于是傅嘉言每天早上去到谢家,和正在做早饭的南霁尘打过招呼,都要去叫谢闻书起床。天啊,谢闻书真的太喜欢赖床了,傅嘉言要摇他十分钟才能让他清醒。
这天傅嘉言照常按响谢家的门铃,南霁尘给他开了门,说完早上好,递给傅嘉言一个盘子:“今天我们换一个方式叫小书起床吧。”
傅嘉言看了看手里热腾腾带着香气的三明治,冲南霁尘道:“好。”
谢闻书果然还在床上呼呼大睡,完全没有听到傅嘉言和南霁尘的脚步声。
南霁尘对傅嘉言使了个眼色,让傅嘉言放心大胆地行动。
傅嘉言紧张地吞了吞口水,模仿南霁尘的动作把三明治氤氲的热气往谢闻书脸上扇。
两三秒过去,睡梦中的谢闻书皱皱眉,肚子叫了声,他睁开眼睛看到身边坏笑着的爸爸和紧张兮兮的傅嘉言。掀了被子下床:“爸爸!你把言言带坏了!”
南霁尘揉乱谢闻书的头发,让傅嘉言保护三明治先离开。
他将谢闻书推进洗手间,“快点洗漱,上学要迟到了。”
春三月,阳光明媚温暖,微风送来校园花坛里各种花朵的香气。
隔壁班的读书声透过墙壁传进教室,老师站在讲台上握着书卷:“来,跟老师一起念。草长莺飞二月天,拂提杨柳醉春烟。”
下面的学生顿时摇头晃脑拖长声音重复。
老师:“下一句,儿童散学归来早,忙趁东风放纸鸢。”
“儿童散学归来早,忙趁东风放纸鸢——”
傅嘉言规规矩矩念着课文,同桌的谢闻书凑过脑袋:“言言,放学后我们做纸鸢吧,我们也趁东风放纸鸢。”
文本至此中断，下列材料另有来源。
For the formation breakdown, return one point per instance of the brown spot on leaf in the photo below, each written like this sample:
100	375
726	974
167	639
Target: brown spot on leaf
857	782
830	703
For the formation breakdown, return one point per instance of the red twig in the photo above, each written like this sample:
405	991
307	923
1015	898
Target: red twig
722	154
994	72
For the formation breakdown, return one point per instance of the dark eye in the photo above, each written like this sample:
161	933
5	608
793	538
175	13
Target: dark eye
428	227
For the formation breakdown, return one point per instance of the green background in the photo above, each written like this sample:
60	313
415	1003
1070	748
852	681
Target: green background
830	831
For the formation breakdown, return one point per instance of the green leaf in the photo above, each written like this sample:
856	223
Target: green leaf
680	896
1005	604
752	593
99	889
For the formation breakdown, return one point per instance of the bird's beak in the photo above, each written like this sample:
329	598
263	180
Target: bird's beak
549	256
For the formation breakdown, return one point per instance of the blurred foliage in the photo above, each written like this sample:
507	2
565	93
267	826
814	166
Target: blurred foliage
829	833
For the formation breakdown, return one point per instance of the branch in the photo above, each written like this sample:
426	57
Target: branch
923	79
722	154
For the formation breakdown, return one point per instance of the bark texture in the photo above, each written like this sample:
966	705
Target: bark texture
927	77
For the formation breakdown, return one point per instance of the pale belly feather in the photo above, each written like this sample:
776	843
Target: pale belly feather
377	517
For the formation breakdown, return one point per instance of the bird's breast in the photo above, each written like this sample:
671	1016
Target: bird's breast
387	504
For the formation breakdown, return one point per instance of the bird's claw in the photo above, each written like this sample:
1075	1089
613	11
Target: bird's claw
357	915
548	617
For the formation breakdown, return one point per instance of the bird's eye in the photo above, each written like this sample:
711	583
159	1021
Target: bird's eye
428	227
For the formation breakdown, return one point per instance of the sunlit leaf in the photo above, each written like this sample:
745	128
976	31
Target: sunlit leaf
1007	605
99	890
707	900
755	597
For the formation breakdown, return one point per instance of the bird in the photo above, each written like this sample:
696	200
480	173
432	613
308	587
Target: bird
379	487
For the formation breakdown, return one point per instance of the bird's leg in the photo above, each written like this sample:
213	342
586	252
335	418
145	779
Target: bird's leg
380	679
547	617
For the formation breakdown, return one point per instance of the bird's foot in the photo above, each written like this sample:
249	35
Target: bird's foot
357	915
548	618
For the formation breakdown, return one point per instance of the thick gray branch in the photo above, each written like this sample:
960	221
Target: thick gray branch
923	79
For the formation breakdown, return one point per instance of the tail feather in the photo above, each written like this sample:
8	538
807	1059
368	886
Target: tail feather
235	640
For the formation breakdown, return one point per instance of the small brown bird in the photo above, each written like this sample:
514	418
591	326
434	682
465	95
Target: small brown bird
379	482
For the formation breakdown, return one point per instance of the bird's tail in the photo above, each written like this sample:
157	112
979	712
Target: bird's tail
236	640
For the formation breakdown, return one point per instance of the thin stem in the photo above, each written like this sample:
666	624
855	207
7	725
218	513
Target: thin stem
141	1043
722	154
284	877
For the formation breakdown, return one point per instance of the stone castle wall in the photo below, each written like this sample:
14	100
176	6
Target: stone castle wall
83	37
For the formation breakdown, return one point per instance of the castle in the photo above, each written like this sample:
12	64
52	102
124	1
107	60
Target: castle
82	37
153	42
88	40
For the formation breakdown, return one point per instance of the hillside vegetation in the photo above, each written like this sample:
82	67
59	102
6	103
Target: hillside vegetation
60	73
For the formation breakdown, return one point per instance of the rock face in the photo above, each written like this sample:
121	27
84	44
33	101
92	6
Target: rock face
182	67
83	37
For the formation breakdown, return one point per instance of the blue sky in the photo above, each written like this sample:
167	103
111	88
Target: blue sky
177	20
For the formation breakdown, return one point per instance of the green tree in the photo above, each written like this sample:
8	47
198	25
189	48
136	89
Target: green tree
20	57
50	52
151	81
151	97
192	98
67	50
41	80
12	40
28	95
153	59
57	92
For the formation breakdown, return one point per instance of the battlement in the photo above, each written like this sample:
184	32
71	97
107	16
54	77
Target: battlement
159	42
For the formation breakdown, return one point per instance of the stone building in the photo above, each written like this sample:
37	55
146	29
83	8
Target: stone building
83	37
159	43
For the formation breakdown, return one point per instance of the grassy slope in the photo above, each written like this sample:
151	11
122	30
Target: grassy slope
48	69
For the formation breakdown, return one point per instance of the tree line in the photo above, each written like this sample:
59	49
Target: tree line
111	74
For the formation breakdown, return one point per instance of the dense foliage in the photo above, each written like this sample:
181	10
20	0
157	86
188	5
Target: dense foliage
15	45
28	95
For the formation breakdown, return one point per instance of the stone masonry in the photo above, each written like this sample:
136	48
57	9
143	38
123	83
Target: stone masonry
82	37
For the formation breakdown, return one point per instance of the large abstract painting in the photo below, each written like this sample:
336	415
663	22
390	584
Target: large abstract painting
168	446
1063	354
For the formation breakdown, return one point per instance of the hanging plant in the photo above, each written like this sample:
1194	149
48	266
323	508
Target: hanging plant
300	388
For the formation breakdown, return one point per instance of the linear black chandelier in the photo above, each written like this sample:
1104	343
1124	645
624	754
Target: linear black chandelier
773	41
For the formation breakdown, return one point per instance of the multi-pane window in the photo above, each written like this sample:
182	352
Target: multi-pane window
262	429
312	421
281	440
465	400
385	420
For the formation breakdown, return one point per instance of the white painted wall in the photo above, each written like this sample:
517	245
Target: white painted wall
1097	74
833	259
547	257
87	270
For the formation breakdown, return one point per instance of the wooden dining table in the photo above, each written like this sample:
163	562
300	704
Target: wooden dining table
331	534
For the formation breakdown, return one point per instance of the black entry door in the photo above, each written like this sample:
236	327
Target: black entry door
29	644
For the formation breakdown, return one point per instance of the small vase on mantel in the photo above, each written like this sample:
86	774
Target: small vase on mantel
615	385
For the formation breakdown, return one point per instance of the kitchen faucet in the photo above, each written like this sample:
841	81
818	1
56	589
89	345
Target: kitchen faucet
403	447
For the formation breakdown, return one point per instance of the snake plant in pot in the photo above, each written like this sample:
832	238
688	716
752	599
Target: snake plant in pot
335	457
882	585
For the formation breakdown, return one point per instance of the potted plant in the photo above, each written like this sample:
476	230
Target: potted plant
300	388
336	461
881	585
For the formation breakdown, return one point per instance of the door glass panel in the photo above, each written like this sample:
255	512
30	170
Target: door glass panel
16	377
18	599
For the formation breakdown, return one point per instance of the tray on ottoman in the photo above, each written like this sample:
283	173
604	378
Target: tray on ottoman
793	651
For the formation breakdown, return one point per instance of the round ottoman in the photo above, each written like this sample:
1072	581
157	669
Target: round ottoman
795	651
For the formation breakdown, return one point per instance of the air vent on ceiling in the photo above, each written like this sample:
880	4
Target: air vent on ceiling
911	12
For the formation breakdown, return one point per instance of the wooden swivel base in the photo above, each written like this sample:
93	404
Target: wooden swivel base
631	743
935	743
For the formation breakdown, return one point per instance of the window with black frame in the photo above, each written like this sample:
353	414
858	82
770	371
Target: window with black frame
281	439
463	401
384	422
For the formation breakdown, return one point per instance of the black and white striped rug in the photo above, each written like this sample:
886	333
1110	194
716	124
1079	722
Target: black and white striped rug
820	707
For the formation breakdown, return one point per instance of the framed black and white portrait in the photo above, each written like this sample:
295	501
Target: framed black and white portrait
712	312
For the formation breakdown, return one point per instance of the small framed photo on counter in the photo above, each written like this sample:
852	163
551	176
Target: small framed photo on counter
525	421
老师的PPT里有关于纸鸢的介绍,说纸鸢是古时候的风筝。
傅嘉言还没放过风筝。
“好啊,我们一起。”他回答谢闻书。
只可惜,虽然对照着课本的插图画了一只燕子,傅嘉言和谢闻书却怎么也不能让它飞起来。
“是线不够长吗?为什么飞不起来。”谢闻书和傅嘉言蹲在小区的空地上研究。
“在干什么呢?”头顶上忽然传来一个声音,傅嘉言和谢闻书齐齐抬头,看到南霁尘正弯着腰笑眯眯地看着他们。
“爸爸,我和言言想学课本上的小孩放风筝,但是风筝飞不起来。”谢闻书道。
“是吗?让我看看。”南霁尘接过傅嘉言手里的燕子,燕子是用四张A4纸粘在一起做的,中间用筷子做了支撑。
“你们两个一起做的吗?很不错啊,不过想让它飞上天有点难度。”南霁尘仔细瞧了瞧这只简陋的风筝,一本正经对他们道:“来,我带你们去放真正的风筝。”
“我和言言做的不是真正的风筝吗?”谢闻书问。
“是风筝。”南霁尘说:“不过只能在空调风下飞起来,我带你们去放可以飞得高高的风筝。”
南霁尘把他们带去公园,在商贩那里买了一只大风筝和双倍的风筝线。
他教给谢闻书和傅嘉言放风筝的技巧,自己没上手,让两个小孩摸索着玩。
等谢闻书和傅嘉言终于将风筝放飞,两人雀跃地朝南霁尘蹦蹦跳跳跑过去。
南霁尘坐在如茵绿草上,笑着问他们:“喜欢放风筝吗?以后每年春天,我们都一起放风筝好不好?”
“好啊好啊。”两个半大小孩不停点头。
后来连续四年春天,南霁尘都依照承诺带他们两个放风筝。
傅嘉言在梦中浮浮沉沉,意识一会儿清醒一会儿模糊。
他看到无数个场景中的南霁尘,和他们一起去游乐园的、在厨房中忙碌的、偶尔从口袋里拿出糖果的……千千万万个南霁尘,在每个场景中,南霁尘无一不在笑着。
周遭景象褪色,南叔叔的身形样貌逐渐模糊,傅嘉言想在黑暗的狭长隧道中抓住那透明的背影,他猛地伸出手——
谢闻书的脸出现在眼前。
傅嘉言浑身大汗淋漓,像从水里刚捞出来似的。
他茫然地眨眨眼,确认刚才自己是在做梦。
“这是哪儿?”傅嘉言坐起来,打量四周,入目是满眼的白。